Lion, nettled by the implication that he’s building to suit his political timetable, responds with a distilled version of his hard-charging philosophy as mayor: “I wish I could build quicker — better some short-term pain than a traffic jam for the next ten years!”
Moshe Lion might be a man of trains and buildings, numbers and classrooms, but he’s now a front-line warrior in a pandemic, responsible for a fractious city of nearly a million inhabitants.
When I make contact one day last week, he’s met the IDF Home Front command, inspected Magen David Adom ambulance facilities, met the city’s leading rabbanim to clarify instructions for the lockdown, met the heads of the city’s hospitals, recorded new phone messages for Yerushalmis, transferred money to organizations dispensing Pesach aid – and it’s only mid-afternoon.

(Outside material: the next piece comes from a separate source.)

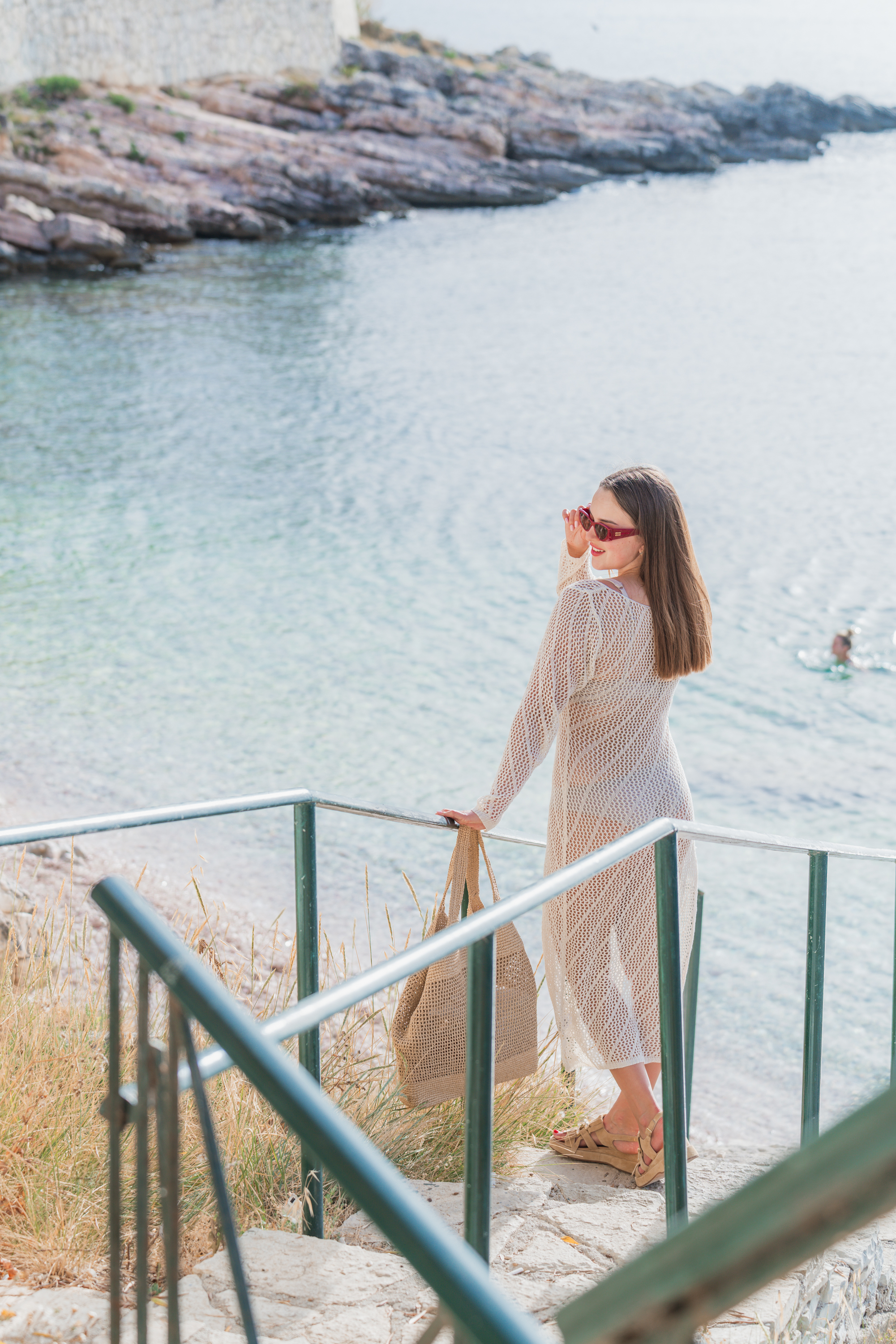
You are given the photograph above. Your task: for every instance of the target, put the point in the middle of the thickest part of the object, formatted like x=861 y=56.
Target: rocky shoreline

As our first meeting ended in that distant pre-corona era, I’d left as Lion asked some aides, “What do you think, should we put it over the city entrance or in the Arena stadium?”, referring to the world’s largest mezuzah, which someone was apparently donating to Jerusalem.
Massive mezuzah, new train line, all Lion’s mega-projects to remake the city have been shelved.
But when the hundreds of workers return to the subterranean cavern in Jerusalem’s entrance, perhaps the giant complex they’re building will be a car-park for the masses who’ll come on Aliyah Le’Regel?